Bir Başbakan'ın bu tarzda düşünmesi, üstelik bu tarda düşündüğünü açığa vurmakta bir sakınca görmemesi, seçimler yaklaşırken, dikkatle üstünde durulmağa değer bir hâdisedir.
Demek ki Bay Adnan Menderes, 7 yıl devlet idaresinden sonra, Başbakanlıkla iktidar partisi genel başkanlığı arasındaki ayrılığı hâlâ anlıyamamıştır. Bu yüzden kendini ancak Demokrat Partiye oy veren illerin Başbakanı saymakta, başka ilerle ilgilenmeğe mecbur hissetmemektedir.

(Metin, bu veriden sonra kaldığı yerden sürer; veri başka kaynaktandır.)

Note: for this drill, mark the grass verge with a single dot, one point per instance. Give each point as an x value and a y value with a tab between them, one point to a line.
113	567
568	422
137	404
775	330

Başka bir partiye oy vermiş iller sanki bu yurdun birer öz parçası değildir de, birer tabi devlettir ve merkezî idarenin onlarla ilgilenmesi sanki ancak bir ihsan, bir lütuf eseri olabilir ve bu lütfa hak kazanabilmek için de o tabi devletler temsilcilerinin hükümet başkanına kul köle olmaları gereklidir!
Oysa bugün Türkiye Cumhuriyeti devleti bir bütündür. Bütün illeri eşit haklara sahiptir. Her ilde hükümetin bir valisi bulunur, muhtelif bakanlıkların daireleri bulunur. Her ilin türlü konulardaki ihtiyaçlarını tespit etmekle görevli müfettişler, memurlar olur. Bir ilin seçimde şu veya bu partiye oy vermiş olması, hükümetin, mahallî idarenin, o ildeki sorumluluğundan, ödevlerinden hiçbir şey eksiltmez.

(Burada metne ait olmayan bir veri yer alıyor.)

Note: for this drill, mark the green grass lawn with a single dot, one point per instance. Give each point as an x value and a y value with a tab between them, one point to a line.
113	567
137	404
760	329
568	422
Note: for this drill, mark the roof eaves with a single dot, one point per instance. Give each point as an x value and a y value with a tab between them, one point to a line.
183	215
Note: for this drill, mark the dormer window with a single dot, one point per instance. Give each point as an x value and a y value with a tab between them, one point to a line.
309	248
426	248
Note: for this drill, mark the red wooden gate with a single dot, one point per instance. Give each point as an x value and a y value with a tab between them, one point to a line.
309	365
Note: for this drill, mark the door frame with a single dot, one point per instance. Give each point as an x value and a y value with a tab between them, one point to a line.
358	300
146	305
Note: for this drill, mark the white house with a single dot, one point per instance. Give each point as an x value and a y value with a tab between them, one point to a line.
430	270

Kars halkı da, Demokrat Partiye oy vermiş bir ilin halkı kadar, bu memleketin esenliği, güvenliği için çalışmakta, vergi ödemekte, askerlik ödevini yapmaktadır. Karslının ödediği vergide, Demokrat Partiye oy vermiş illerin halkının hakkı, Karslının hakkından daha çok olamaz. Madem ki külfetlerde eşitlik vardır, nimetlerde de eşitlik olmalıdır!

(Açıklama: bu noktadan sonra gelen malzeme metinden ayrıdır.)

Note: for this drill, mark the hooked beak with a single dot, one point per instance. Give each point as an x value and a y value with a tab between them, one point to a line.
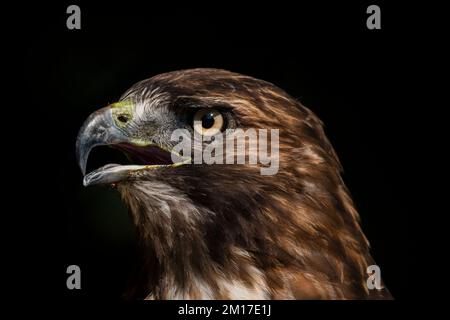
99	129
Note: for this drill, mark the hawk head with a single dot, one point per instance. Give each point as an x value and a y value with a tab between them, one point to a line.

Ama belli ki Bay Adnan Menderes böyle şeyleri anlıyıbilecek, teslim edebilecek zihniyette bir kimse değildir. Parti menfaatleri, belli ki Bay Menderes'in gözünde memeket işlerinden daha büyük yer tutmakta, kendi gururunun tatmini, vatandaş ihtiyaçlarının tatmininden daha önde gelmektedir.
Öyle olduğu için de Karslılara, hiç çekinmeden, kendisine büsbütün küseceklerini, büsbütün kötü not vereceklerini bile akıl edemeden,
Meclise muhalif milletvekilleri gönderirseniz, hele bir de o muhalif milletvekilleri bana kul köle olmazlar, Mecliste beni tenkide, denetlemeğe kalkışırlalrsa, Demokrat Parti iktidarından hiç bir hizmet bekemeyiniz!.. mânasına gelir sözler söyliyebilmektedir.
Bu şekilde düşündüğünü, memleket idaresi konusunda kafasının ancak bu şekilde işleyebileceğini fütursuzca açığa vuran bir kimseye, memleket idaresinin daha fazla emanet edilip edilemiyeceği artık seçmenin bileceği iştir.